A view of the administrative building of Formosa Ha Tinh Steel Corporation, a unit of Formosa Plastics Group, in Vung Ang Economic Zone in the north-central province of Ha Tinh. The provincial administration has ordered the zone's management board to halt the construction of a shrine inside the zone by the Taiwanese firm. Photo: Nguyen Dung
Communist Party officials in the north-central province of Ha Tinh have ordered the management board of the Vung Ang Economic Zone to halt the construction of a shrine inside the zone by Taiwan's Formosa Plastics Group.
Tran Dinh Thuyen, a spokesman for the the Ha Tinh Party Unit, told Thanh Nien News on July 19 that the order was made following public outcry over the provincial government’s acceptance of Formosa's request to build the shrine after a deadly anti-China riot left three Chinese workers dead and 149 others, both Chinese and Vietnamese, injured on May 14.
China’s deployment of a giant US$-1billion oil rig into Vietnamese waters on May 2 triggered peaceful anti-China protests that erupted into violence in central and southern Vietnam two weeks later. Rioters torched, looted and vandalized hundreds of foreign-owned factories.
The violence racked up millions of dollars in losses and claimed the lives of three Chinese nationals.
Taiwanese businesses, mistaken for being Chinese, suffered most. Taipei claims at least 200 factories were looted or burned down in the riots. Around 3,000 Chinese workers subsequently fled Vietnam.
Two months after the riot, Formosa submitted an “unprecedented” request to the government for permission to build its own special economic zone in Vung Ang.
In addition to asking for its exclusive economic zone under the direct control of the central government, Formosa also called for a raft of safeguard measures for the steel sector and waivers on import duties for equipment and raw materials.
On top of that, the Taiwanese firm asked that the government grant it land-use rights to a large area of the Vung Ang Economic Zone so it can build infrastructure and housing facilities to accommodate its 15,000-strong staff and their relatives, most of whom are Chinese.
The request was turned down. Vietnam’s current regulations do not allow such special treatment for foreign investors according to comments made by Nguyen Van Nen, Minister and Chairman of the Government Office, during a press briefing on July 1.
The rejection came at a time when the government is making great strides in restoring foreign investor confidence after anti-China riots shut down three industrial parks in mid-May.
But on July 3, Formosa received permission from the Ha Tinh provincial government to build the shrine, which it said would allow employees to pray to “the wandering souls whose graves were lost.”

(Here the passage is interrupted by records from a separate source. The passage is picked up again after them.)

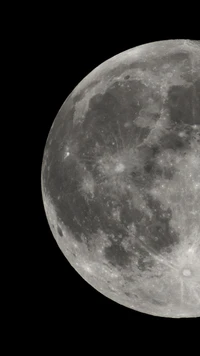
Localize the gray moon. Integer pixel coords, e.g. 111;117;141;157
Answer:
41;40;200;318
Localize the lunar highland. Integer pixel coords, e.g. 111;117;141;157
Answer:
41;40;200;318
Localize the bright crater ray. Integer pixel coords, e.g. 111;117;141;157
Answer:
41;40;200;318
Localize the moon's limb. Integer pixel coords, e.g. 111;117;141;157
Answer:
42;40;200;318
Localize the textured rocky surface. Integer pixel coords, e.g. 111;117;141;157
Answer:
42;40;200;317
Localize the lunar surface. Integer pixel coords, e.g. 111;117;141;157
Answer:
41;40;200;318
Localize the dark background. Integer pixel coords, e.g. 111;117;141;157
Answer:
26;3;200;355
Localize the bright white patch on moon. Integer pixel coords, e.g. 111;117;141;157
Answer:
42;40;200;318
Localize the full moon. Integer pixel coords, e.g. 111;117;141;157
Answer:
41;40;200;318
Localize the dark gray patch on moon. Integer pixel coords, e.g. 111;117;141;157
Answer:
42;41;200;317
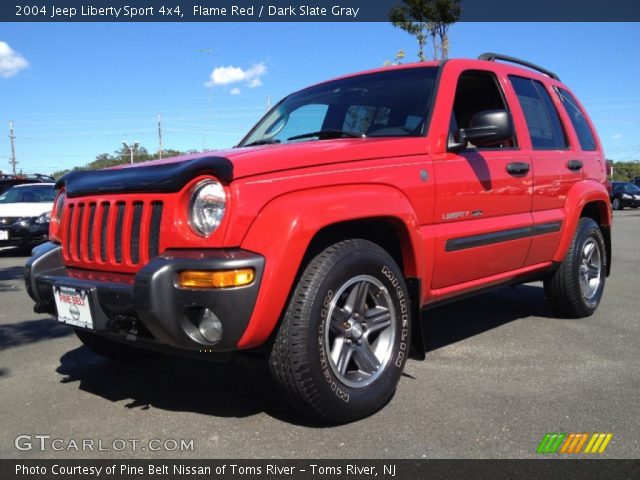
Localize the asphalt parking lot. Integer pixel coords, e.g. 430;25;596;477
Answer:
0;210;640;458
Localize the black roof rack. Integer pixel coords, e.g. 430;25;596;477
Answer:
0;173;55;181
478;53;560;81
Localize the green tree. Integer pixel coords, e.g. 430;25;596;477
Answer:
431;0;461;60
52;146;190;179
389;0;433;62
389;0;461;62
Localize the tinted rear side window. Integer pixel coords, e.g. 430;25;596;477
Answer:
555;87;596;150
509;75;568;150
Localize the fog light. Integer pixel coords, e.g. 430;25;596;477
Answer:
178;268;255;288
198;308;222;343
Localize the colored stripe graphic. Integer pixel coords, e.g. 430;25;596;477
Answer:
584;433;613;453
560;433;589;453
536;432;613;454
536;433;567;453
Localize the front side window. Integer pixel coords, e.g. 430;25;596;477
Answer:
509;75;568;150
449;70;516;148
238;67;438;147
555;87;596;151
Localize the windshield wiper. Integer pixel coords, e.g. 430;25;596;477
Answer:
242;138;280;147
287;129;366;140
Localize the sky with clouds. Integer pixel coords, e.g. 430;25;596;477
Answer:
0;23;640;173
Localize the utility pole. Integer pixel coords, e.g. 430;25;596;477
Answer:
158;113;162;158
122;142;140;165
9;121;18;175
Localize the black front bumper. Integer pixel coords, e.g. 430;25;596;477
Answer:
25;243;264;352
0;218;49;247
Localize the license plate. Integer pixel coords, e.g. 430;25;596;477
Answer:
53;285;93;330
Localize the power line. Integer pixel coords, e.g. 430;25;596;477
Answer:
158;114;162;158
9;121;18;175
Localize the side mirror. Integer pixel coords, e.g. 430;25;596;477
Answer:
449;110;515;152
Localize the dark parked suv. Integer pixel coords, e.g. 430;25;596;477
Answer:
611;182;640;210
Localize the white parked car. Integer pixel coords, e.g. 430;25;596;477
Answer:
0;183;55;247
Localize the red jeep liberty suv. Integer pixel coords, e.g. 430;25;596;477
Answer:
26;54;611;422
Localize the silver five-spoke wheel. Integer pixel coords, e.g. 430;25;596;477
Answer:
324;275;396;388
579;238;602;301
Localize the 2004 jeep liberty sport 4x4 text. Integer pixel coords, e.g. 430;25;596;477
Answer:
26;54;611;423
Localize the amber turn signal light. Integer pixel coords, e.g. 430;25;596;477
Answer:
178;268;256;288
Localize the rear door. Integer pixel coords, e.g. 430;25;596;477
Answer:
432;64;533;290
508;75;583;266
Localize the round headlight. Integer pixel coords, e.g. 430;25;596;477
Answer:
53;193;67;222
189;180;227;237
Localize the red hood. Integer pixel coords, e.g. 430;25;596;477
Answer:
115;137;426;179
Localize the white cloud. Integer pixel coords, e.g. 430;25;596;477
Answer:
205;62;267;88
0;41;29;78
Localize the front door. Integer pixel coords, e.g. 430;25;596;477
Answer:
432;66;533;292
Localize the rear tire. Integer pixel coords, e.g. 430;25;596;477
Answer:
269;239;411;423
74;328;149;363
544;218;608;318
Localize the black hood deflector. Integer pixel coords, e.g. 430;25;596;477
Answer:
56;156;233;197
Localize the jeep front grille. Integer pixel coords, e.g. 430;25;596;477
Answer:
60;200;163;269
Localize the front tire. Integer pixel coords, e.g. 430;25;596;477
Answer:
269;239;411;423
544;218;608;318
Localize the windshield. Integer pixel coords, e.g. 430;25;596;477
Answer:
238;67;438;147
0;185;56;203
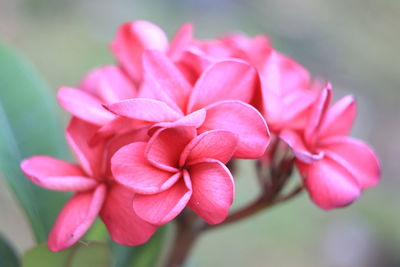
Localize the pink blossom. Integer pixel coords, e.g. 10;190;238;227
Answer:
112;126;238;225
21;118;157;251
280;85;380;210
106;51;269;158
57;66;137;126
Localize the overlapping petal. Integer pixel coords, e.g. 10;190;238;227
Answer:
47;185;106;251
304;84;332;144
80;66;136;104
305;157;361;210
146;127;196;172
143;51;192;112
187;59;258;112
319;96;356;138
106;98;183;122
21;156;97;192
133;173;192;225
179;130;238;166
279;130;324;163
57;87;115;126
168;23;193;60
199;100;270;158
321;137;380;189
111;21;168;83
100;185;157;246
111;142;179;194
66;117;104;178
188;159;235;224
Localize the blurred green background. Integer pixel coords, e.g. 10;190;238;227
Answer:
0;0;400;267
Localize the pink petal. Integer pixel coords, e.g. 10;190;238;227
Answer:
66;117;104;178
89;116;149;146
188;159;235;224
321;137;380;189
146;127;196;172
176;46;216;84
305;157;361;210
143;51;192;110
320;96;356;137
57;87;115;125
199;100;270;158
21;156;97;192
107;98;183;122
111;142;179;194
80;66;136;104
111;21;168;82
279;130;324;163
304;84;332;144
149;108;207;135
168;23;193;60
105;126;150;177
187;59;258;112
133;170;192;225
180;130;238;166
47;185;106;251
100;185;157;246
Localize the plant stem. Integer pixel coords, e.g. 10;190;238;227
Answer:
202;185;303;231
164;209;204;267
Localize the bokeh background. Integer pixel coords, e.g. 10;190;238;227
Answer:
0;0;400;267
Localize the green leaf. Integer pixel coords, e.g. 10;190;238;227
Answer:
22;242;112;267
0;43;69;242
0;234;20;267
111;225;168;267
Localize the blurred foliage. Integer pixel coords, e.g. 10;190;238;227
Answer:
0;0;400;267
0;41;68;242
0;234;20;267
110;225;168;267
22;242;112;267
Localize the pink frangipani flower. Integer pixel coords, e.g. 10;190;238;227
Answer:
280;85;380;210
21;118;157;251
106;51;269;158
111;126;238;225
57;66;137;126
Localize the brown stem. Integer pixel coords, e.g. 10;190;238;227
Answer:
202;185;303;231
164;141;302;267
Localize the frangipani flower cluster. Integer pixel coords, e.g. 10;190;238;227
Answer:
21;21;379;251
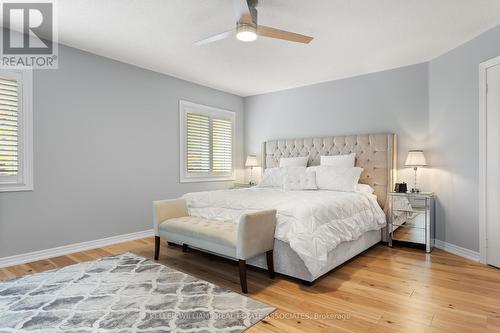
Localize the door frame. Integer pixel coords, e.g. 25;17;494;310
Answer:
478;57;500;264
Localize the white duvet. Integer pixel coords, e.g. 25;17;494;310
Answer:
184;187;386;276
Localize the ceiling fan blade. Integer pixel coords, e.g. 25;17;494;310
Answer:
257;25;313;44
195;29;234;45
233;0;252;24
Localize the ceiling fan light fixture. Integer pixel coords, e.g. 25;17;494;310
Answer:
236;24;257;42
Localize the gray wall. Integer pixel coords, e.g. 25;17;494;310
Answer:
0;46;243;257
245;64;429;187
427;26;500;251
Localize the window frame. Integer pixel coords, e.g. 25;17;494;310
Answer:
0;69;33;192
179;100;236;183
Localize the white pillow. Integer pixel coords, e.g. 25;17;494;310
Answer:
280;156;309;167
356;184;375;194
283;168;318;191
319;153;356;168
316;166;363;192
259;166;306;188
258;168;282;187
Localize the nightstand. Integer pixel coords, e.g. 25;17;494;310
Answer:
232;183;255;189
387;192;435;253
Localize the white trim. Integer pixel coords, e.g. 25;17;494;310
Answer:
0;229;154;267
179;99;236;183
0;69;33;192
478;57;500;264
434;239;479;261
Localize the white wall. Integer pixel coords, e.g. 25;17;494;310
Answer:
0;46;244;257
245;64;429;187
427;26;500;251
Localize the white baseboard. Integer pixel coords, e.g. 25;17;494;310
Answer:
0;229;154;267
434;239;479;261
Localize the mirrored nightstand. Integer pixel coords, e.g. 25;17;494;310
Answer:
387;192;434;252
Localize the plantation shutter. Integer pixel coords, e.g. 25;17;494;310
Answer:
212;118;233;172
0;78;19;176
186;113;210;172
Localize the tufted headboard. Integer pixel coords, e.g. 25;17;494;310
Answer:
261;134;397;209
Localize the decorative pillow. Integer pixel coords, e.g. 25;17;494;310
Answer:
319;153;356;168
259;166;306;188
258;168;283;187
283;168;318;191
316;166;363;192
280;156;309;167
356;184;375;194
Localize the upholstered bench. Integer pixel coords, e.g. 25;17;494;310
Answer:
153;199;276;293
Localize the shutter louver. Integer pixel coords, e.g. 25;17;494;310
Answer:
212;118;233;172
0;79;19;176
186;113;210;173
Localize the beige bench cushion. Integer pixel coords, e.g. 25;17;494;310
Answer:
159;216;237;248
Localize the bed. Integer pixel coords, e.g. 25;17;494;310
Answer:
184;134;396;283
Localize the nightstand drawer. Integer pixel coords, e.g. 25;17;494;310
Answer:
390;212;425;229
387;192;434;252
392;225;425;244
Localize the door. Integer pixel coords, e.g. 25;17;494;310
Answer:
486;65;500;267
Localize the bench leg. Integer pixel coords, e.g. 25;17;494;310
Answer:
238;259;248;294
155;236;160;260
266;250;274;279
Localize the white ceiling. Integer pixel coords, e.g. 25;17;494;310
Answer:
57;0;500;96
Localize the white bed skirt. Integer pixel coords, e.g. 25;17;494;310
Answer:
247;230;382;282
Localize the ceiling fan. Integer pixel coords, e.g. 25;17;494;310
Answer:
195;0;313;45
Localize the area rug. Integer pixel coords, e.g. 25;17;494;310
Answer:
0;253;275;333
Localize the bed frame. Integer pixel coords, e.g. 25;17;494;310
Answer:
248;134;397;284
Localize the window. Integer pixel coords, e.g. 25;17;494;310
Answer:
0;69;33;192
180;101;235;182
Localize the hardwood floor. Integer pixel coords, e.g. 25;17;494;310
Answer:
0;237;500;332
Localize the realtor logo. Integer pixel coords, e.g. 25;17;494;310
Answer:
0;1;57;69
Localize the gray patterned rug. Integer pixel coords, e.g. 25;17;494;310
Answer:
0;253;275;333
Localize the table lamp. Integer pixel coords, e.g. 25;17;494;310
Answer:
405;149;427;193
245;155;259;185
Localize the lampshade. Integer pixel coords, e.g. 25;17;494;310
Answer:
405;149;427;167
245;155;259;167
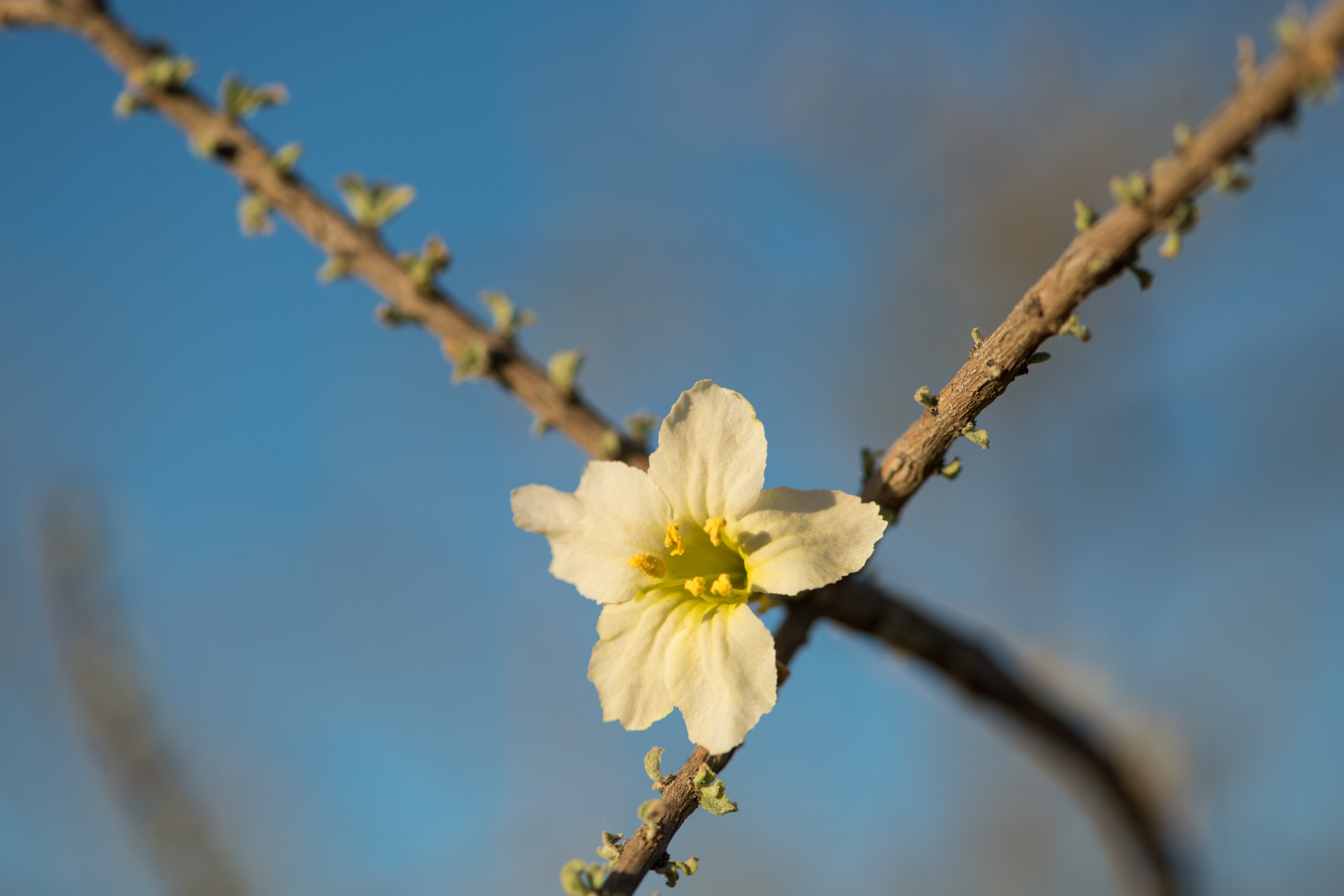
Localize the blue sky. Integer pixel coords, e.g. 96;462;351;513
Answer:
0;0;1344;896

In Vietnamese and Chinese culture, individuals who are killed far from home (particularly those who die violent deaths) have a tendency to wander among the living rather than pass into the spirit world. These ghosts are called 'hungry souls' because it is believed that they do not enjoy regular offerings of food and other amenities traditionally laid out on family alters in the home.
The Formosa Ha Tinh Steel Corporation, a unit of Formosa Plastics Group, was in the process of building a huge steel complex in Vung Ang when the deadly riot broke out.
The Formosa plant is to be the largest steel mill in Southeast Asia once the construction is completed. It is also one of the biggest foreign direct investment projects in Vietnam.
Formosa Plastics Group said on Monday it will receive $2.39 million in compensation from the Vietnamese government and a Vietnamese insurance firm for damages incurred during anti-China protests, according to a Reuters report.
Analysts say Vietnam still desperately needs foreign investment to boost growth but at the same time must be careful not to hand over too much power to businesses.
While foreign direct investment is important to economic growth and development in any country, these analysts say no government can allow itself to be held hostage by any one company.